I am no economics expert and must leave the evaluation of Cope’s calculations, tables, and relevant conclusions to people more qualified. In any case, Cope provides explanations for an undeniable reality: the vast differences in income and living standards between workers in the global South and the global North.

Cope insists that these differences are downplayed, or simply ignored, by large parts of the European left. He doesn’t hold back in his judgment, speaking of “imperialist socialists”, the “hegemonic social- imperialist views of the mainstream metropolitan left”, and the “mass xeno-racism of metropolitan labour”. For Cope, a particular stumbling block for the development of revolutionary socialist movementsin the global North is the “labor aristocracy”. After a concise overview of the historical usage of the term,Cope concludes that “the labour aristocracy in each case involves itself in colonial and imperialist political structures insofar as it attempts to enforce its advantages” (121).

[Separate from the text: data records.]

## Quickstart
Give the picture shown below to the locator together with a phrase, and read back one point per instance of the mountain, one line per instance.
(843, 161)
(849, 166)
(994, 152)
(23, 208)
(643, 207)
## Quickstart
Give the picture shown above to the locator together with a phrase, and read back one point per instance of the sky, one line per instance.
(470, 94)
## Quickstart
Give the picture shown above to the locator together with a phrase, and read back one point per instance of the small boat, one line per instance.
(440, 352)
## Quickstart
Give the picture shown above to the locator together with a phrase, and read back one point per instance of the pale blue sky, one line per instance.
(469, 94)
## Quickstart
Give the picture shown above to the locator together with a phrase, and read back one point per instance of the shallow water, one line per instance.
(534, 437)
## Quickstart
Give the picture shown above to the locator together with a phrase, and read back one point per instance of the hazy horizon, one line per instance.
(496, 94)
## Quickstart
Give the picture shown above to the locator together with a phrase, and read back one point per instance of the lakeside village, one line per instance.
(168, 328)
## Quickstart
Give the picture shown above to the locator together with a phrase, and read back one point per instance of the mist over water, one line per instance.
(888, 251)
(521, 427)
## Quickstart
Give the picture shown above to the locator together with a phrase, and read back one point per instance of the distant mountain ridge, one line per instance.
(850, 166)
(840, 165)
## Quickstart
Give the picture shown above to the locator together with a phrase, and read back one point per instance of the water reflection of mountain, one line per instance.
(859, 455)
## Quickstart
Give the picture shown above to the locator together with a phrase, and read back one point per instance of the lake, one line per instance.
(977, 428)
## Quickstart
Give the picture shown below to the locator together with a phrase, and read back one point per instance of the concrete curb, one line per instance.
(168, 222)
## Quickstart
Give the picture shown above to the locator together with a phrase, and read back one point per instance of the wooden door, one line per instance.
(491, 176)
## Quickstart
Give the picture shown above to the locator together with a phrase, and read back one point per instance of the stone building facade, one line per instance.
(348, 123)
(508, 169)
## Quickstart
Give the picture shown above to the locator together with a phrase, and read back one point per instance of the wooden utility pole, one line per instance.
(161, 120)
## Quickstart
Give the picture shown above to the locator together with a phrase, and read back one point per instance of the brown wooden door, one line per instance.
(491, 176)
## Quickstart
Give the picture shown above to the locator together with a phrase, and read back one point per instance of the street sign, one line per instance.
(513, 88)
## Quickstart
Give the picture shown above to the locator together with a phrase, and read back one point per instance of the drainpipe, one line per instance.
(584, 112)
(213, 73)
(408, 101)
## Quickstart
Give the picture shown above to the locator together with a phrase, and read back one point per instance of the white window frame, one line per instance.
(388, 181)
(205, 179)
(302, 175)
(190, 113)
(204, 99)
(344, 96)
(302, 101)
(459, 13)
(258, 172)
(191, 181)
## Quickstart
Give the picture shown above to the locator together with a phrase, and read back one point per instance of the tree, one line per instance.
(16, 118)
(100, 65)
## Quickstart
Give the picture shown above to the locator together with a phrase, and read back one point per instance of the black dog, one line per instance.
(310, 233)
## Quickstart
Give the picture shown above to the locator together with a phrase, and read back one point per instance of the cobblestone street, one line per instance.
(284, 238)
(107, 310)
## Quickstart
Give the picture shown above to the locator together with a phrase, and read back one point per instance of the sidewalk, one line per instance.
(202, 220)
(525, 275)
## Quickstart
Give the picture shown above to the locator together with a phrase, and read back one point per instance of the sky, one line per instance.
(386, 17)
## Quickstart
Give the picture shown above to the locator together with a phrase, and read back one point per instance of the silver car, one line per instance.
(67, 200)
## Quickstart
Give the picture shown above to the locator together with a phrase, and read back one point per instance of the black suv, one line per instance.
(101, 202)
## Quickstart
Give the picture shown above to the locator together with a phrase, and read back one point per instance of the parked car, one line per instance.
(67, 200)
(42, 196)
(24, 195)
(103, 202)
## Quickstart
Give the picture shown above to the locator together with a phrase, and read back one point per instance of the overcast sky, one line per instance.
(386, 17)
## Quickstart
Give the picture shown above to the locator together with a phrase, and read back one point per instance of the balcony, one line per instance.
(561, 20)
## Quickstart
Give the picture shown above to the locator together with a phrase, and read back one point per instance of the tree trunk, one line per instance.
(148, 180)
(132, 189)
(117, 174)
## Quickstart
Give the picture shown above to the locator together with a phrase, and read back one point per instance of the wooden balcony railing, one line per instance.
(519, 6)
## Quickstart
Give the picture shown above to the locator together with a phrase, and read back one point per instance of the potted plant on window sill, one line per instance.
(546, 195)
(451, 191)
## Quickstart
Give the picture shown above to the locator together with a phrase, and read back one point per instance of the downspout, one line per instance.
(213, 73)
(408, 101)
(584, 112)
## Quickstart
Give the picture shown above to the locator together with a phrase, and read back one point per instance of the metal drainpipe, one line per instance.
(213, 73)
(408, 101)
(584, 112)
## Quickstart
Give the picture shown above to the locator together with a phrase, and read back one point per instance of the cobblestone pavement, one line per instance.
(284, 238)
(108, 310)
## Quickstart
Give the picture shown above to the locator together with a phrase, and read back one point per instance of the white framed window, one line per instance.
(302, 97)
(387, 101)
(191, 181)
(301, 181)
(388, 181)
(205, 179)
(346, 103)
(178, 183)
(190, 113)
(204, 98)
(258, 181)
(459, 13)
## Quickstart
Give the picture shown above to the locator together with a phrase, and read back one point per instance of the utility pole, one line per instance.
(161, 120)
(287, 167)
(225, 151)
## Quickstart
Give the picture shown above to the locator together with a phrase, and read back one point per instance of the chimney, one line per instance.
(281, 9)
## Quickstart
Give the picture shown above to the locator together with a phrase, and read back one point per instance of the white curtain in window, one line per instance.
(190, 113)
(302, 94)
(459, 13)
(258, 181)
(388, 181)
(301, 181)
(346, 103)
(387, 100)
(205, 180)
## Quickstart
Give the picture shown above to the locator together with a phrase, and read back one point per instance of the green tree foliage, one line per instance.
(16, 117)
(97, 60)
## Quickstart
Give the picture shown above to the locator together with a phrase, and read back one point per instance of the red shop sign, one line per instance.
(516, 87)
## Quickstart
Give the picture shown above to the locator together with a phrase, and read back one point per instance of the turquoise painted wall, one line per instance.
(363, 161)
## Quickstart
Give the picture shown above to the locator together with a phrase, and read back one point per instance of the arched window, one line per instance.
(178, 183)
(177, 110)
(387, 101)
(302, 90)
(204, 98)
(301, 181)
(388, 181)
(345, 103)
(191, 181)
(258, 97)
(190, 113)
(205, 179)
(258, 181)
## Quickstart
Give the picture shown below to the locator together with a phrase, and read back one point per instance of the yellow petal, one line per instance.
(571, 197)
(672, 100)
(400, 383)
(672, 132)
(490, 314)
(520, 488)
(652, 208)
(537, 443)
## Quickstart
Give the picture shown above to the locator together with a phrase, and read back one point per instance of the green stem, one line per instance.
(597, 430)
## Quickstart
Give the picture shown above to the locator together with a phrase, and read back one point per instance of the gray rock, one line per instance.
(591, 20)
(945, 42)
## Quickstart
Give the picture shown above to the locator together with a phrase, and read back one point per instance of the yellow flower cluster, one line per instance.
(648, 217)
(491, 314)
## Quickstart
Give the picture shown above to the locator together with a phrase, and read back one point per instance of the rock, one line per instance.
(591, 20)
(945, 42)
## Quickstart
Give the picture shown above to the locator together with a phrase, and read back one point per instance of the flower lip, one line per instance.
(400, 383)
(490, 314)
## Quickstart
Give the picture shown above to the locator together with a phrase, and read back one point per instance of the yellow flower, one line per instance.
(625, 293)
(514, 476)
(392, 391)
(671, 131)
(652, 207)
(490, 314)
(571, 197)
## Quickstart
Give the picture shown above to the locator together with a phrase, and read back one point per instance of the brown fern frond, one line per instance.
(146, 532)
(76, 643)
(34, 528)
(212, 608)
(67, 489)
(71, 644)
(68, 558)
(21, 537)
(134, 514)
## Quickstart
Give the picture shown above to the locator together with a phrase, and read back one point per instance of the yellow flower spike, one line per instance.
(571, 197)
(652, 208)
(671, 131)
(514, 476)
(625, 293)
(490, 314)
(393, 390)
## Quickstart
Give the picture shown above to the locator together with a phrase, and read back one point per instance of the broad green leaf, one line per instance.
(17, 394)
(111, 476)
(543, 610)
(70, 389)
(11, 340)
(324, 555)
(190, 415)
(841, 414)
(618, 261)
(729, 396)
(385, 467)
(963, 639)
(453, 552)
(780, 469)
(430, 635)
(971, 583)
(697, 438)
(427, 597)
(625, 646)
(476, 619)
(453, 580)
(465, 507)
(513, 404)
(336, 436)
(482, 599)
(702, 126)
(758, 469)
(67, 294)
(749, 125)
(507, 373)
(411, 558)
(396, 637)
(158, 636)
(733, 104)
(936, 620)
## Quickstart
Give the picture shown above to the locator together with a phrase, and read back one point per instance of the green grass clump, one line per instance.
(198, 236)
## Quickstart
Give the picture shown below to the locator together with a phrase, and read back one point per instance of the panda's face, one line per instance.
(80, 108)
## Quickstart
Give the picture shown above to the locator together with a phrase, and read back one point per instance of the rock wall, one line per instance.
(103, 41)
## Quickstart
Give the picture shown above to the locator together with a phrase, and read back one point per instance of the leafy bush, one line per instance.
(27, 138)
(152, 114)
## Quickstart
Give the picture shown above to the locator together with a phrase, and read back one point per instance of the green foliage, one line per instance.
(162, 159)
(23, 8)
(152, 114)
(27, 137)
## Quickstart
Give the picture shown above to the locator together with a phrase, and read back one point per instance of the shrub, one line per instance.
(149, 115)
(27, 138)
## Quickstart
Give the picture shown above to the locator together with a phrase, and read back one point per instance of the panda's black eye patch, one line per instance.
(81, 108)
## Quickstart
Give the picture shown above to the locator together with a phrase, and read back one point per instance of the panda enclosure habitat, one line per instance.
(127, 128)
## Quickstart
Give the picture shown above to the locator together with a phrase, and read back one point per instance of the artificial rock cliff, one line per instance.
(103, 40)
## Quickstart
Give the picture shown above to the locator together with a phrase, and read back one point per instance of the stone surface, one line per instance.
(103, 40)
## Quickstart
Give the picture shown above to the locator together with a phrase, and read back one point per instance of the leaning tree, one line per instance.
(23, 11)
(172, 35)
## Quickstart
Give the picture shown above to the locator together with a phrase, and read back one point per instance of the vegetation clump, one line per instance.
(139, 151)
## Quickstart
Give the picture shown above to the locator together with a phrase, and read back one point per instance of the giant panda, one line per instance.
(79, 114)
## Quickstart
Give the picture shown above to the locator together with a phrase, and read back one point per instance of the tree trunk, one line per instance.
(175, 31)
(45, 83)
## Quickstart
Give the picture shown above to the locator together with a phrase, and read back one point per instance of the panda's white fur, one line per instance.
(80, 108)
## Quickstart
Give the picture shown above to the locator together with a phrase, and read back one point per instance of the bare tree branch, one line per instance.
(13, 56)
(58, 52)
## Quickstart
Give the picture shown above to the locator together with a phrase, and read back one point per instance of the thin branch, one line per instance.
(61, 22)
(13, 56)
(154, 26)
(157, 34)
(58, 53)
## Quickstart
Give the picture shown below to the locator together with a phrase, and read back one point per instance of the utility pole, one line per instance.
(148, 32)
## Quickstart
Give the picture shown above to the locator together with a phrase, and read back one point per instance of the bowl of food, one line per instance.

Setting aside rhetorical details, and perhaps the selection of primary targets, I concur with Cope’s (admittedly discouraging) assessment: imperialism has been neglected by the global North’s left in close to half a century (and even longer by the institutionalized and parliamentary left). Today, significant parts of the left attempt to counter its own demise by emulating the protectionist and anti-migration sentiments of the far right. Particularly unsettling is Cope’s suggestion that “imperialist left nationalism … provides right populism with a pseudo-socialist patina of democratic respectability” (195).

Cope also deserves much credit for his chapter “The Native Labour Aristocracy”, which illustrates how much the political significance of migration is tied into the imperialist reality. It is also heartening to see an analysis that situates what has become known as the “imperial mode of living” (Ulrich Brand/Markus Wissen) into an imperialist system, rather than treating it as the result of unfortunate historical circumstances, supposedly curable on an individual consumer level.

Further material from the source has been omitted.